Clowns, graveyards and split trousers: the surreal worlds of Līva Kandevica
Freakish characters are trapped in what seems to be a prison cell, while a hat-wearing lady joyously lounges on the beach with a crab. These are the scenes of the disparate work of the Leipzig-based illustrator, where quite literally anything can happen.
- Ayla Angelos
- 17 December 2019
- Reading Time
- 3 minute read
Freakishly clown-like characters are trapped in what seems to be a barred prison cell, while a hat-wearing lady joyously lounges on the beach with a crab. Another image sees a redhead pose with split trousers, while another sees its protagonist anguish over the fact they’ve spilt liquid on their drone. These are the scenes of the disparate work of illustrator Līva Kandevica, where quite literally anything can happen. “I reflect my everyday life into my work,” she tells It’s Nice That. “It has a lot to do with sexy clowns, creepy men and cute butterflies.”
Līva grew up in Latvia and moved to Germany eight years ago to further her creative education. She studied Communication Design with an illustration focus in Halle, before transitioning to the nearby city of Leipzig, where she now spends most of her time. Perhaps her Latvian upbringing – known for its distinctive landscape marked by wide beaches and dense forests – is what has subconsciously influenced her creatively and spurred on these twisted displays of nature, such as transmogrified butterflies and enlarged bats flying through a graveyard.
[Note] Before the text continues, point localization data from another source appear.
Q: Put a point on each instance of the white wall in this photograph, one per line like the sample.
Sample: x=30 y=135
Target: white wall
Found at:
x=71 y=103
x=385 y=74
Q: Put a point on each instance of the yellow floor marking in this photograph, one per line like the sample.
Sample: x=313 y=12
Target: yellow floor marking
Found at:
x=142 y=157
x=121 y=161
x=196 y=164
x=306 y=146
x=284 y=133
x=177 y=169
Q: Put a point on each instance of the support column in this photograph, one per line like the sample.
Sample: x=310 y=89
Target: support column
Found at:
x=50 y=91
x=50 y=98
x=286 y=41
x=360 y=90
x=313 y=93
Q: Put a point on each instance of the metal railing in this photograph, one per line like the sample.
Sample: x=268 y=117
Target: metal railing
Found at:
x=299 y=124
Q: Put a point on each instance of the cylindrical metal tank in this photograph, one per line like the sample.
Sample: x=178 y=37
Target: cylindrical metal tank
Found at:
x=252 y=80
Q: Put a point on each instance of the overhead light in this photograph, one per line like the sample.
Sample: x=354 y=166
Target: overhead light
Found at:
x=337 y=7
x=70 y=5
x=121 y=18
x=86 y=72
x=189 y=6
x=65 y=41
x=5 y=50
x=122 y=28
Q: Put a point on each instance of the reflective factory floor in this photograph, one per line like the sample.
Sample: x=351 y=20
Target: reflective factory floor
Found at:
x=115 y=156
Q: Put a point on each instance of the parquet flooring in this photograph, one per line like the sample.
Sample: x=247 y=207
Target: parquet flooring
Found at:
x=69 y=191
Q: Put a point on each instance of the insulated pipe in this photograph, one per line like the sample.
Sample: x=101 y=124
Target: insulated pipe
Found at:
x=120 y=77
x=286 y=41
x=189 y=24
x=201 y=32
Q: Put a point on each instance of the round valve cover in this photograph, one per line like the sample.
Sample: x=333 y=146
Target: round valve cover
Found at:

Or perhaps it’s down to her father being a stonemason. “Growing up, I watched him draw roses, portraits of dead people and tree leaves, and then carve that all into a gravestone,” she says. “I suppose unconsciously it influenced my choice of career a lot.”
While forming her compositions, Līva works spontaneously. “Usually, I don’t do sketches,” she says, instead preferring to commence her illustrative constructions through the act of drawing. Then, she will compose and construct the picture, before turning towards acrylics to add a splurge of colour – be it patches of earthy greens, charcoal grey or a vibrant blood red. “If I hate the outcome, I destroy it and do another one,” she adds. But once Līva lands on a picture that she likes, she will continue to build on its uncanny nature.
A recent example of this can be seen in her self-published zine, Good Weather Wear. Līva explains how in her spare time – while taking time off from her ominous drawings – she began to illustrate fashion. “The words started to become more and more and I decided to put it all together in a zine,” she says. “It’s a mix of clown-esque wearables, snakes as a fashion element, anthropomorphised shoes, freaks of the past and future.” Indeed something pulled from a contradictory mix of the past and future times to come, her character work is what catches your eye the most. It’s the pupil-less, diamond shaped eyes and unusually wide smiles, the faces in the palm of the hand, faces in the shoes, and partially coloured-in scenes that make you question the reality of it all. “This kind of free work is exciting for me because it’s not clear in which direction it’s going – it becomes more absurd with time.”
Unnerving yet oddly charming, there is no distinctive meaning or hidden agenda hidden throughout Līva’s portfolio of illustrations. Instead, she instills a universal approach. “I don’t want to push my own opinions on others, so the viewer is free to interpret it for themselves,” she continues to say. “I don’t expect one particular reaction; it’s good if people have ambivalent feelings for it.”